Leppert has almost the entire council behind him on this, as he did with the Trinity River referendum, with the exception of council members Mitchell Rasansky and Angela Hunt. You’ve got to admit, the man can build a coalition. They’ve managed to keep Rasansky quiet with a ruling that he could not engage in vote or debate on this issue due to some Citigroup stock he held (the company that will underwrite bonds issued by the city for this deal). I thought this was a flimsy excuse to silence Rasansky when the city attorney announced it, but there it is. It’s not like this is going to really affect his Citigroup stock value, a company with a $122B market cap. I’ll just note that anyone with a mutual fund indirectly owns shares of Citigroup, but I digress.

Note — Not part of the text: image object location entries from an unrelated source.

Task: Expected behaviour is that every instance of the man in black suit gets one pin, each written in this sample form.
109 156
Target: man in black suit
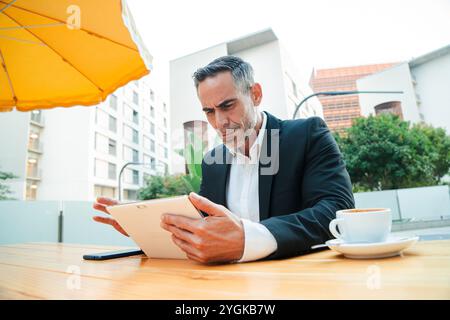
273 186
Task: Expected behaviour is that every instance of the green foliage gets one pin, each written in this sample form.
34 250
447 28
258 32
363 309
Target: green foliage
173 185
193 155
384 152
4 189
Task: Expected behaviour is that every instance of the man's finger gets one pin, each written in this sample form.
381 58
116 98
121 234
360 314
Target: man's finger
183 245
100 207
182 234
111 222
107 201
181 222
206 205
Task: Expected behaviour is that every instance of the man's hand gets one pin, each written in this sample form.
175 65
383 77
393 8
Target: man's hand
101 206
216 238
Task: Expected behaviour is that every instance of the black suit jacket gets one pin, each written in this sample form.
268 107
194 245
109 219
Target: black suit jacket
302 183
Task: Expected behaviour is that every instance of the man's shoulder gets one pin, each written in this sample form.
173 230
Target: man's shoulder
301 126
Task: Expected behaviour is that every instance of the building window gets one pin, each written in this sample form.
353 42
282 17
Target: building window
31 190
112 149
130 134
152 145
152 128
153 163
135 117
104 191
36 116
112 124
111 171
32 168
135 136
393 107
146 143
135 156
113 102
33 140
152 95
104 169
130 194
135 177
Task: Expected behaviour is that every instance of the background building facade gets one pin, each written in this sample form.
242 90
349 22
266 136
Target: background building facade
76 153
425 82
339 111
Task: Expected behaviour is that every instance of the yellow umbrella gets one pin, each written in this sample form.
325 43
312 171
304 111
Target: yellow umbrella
66 52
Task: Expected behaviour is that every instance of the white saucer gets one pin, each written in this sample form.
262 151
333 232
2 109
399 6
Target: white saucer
393 246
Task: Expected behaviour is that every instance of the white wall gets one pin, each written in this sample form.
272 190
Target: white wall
14 131
65 160
184 103
433 86
396 78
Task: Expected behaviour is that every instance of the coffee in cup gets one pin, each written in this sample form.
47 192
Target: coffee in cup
362 225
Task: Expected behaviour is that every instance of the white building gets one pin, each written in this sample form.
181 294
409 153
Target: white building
77 153
273 69
425 82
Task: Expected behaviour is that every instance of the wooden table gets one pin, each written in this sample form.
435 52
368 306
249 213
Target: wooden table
50 271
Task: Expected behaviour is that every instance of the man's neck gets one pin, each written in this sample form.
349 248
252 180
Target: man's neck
252 138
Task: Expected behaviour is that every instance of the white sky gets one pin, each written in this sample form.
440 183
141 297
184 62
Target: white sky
316 33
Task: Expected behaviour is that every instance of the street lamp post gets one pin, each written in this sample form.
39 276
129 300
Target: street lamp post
123 168
339 93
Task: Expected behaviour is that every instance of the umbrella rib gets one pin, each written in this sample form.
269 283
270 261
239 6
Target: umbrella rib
33 26
7 6
21 40
64 59
85 30
9 78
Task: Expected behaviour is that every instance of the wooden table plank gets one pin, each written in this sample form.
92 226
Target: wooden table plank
42 270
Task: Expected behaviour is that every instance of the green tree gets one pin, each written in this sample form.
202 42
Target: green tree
383 152
4 189
439 151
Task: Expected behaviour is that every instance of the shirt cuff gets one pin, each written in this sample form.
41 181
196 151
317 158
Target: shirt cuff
259 241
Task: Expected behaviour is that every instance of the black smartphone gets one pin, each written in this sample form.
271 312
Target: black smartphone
113 254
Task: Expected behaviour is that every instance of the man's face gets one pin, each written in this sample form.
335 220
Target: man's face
230 112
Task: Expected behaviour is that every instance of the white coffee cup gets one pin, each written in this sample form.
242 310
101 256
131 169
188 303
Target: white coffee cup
362 225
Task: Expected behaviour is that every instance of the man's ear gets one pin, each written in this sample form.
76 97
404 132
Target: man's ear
256 94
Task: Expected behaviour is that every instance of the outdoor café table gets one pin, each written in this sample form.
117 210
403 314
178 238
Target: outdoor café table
58 271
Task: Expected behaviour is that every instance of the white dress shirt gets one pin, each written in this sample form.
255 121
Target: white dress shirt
242 195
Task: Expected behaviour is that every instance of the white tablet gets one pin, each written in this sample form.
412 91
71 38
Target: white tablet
141 220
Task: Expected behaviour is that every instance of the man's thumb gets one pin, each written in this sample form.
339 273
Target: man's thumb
206 205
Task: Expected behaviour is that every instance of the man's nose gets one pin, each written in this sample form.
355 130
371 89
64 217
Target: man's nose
221 120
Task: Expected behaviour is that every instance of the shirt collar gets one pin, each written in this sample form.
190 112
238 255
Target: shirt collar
256 146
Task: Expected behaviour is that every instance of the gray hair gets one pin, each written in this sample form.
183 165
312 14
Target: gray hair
241 71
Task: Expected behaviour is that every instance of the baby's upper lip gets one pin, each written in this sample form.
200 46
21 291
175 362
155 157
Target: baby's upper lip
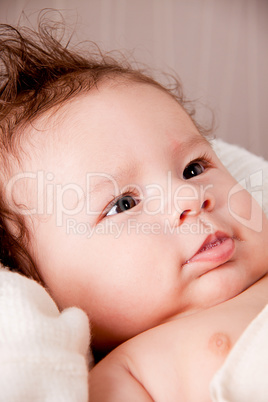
211 241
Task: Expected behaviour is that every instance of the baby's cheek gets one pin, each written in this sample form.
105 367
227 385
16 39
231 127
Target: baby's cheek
220 344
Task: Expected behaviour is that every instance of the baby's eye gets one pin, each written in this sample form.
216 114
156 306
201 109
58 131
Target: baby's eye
193 169
122 204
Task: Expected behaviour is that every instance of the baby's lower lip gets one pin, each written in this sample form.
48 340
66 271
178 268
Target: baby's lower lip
215 253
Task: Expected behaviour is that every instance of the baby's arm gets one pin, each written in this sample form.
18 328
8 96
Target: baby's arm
111 380
177 359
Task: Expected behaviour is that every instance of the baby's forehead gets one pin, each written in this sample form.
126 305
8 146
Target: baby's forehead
108 114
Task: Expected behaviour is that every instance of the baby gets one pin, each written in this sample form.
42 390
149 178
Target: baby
114 200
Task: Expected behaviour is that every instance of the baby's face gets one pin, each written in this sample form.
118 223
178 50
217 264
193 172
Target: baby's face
145 222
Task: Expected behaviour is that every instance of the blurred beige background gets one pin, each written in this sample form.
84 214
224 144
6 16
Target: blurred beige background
217 47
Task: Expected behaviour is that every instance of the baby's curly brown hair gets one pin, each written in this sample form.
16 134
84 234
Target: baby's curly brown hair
37 73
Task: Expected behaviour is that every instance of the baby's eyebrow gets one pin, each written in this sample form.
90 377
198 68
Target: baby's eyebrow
193 141
115 179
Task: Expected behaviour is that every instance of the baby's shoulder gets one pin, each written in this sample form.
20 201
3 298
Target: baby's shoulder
190 349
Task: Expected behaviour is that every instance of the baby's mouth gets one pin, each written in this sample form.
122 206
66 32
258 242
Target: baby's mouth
217 248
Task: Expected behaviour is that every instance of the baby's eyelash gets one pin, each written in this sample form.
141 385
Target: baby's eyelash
129 191
205 159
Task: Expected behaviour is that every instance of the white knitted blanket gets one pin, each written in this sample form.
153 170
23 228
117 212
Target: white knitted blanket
44 353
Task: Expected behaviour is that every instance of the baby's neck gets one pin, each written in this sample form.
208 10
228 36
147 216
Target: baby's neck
258 291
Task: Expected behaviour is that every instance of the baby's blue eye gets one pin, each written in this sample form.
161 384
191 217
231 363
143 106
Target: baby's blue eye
123 204
192 170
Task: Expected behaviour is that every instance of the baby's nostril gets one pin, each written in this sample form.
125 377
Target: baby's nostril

At any rate, Rasansky is silent no more. He has spoken in an Op-Ed piece in this morning’s DMN, ethics be damned. And it’s a good piece.
Here’s the thing. Neither Rasansky nor Hunt has come out against the hotel! They have both just stated that they would like to look at it further before putting taxpayers on the hook for half a billion dollars. And that is a very prudent position, especially in a city with a low hotel occupancy rate (Rasansky states it is less than 65 percent) and in a location that no private hotel developer has yet said this is where we want to put 1,200 rooms. Add to that a convention business that may be about to change radically with the advent of $120/bbl oil and the fact that Dallas is not a destination city like Miami or Las Vegas.
I haven’t read Leppert’s response yet, but I’ll bet he plays the old “world class city” tune, the one that lulls Dallasites into believing that we are just one signature bridge, one road in our drainage ditch, and one fancy publicly owned hotel away from being Los Angeles.
Leppert and his cronies on the council want to rush this through. And they might yet get away with it. Astonishing, really, that something this big could get slipped in under the public’s apathetic nose. Even the Morning News editorial board, Leppert’s lead cheerleader on the Trinity vote, is saying to slow down.
Slow down, Council. You still answer to the voters.
Update: Unfair Park is reporting that the council voted (with 2 dissents) to "get into the hotel business." I don't know yet if that means they voted to purchase the land or to actually go ahead with development of a hotel. If it's the latter... wow, that was fast!
Update 2: It appears from the resolution language that the council has authorized the sale of bonds for the land purchase and directed the city manager to enter into negotiations with developers and operators to build and operate the hotel. Funding for the actual hotel would have to be at a later meeting. Again... wow!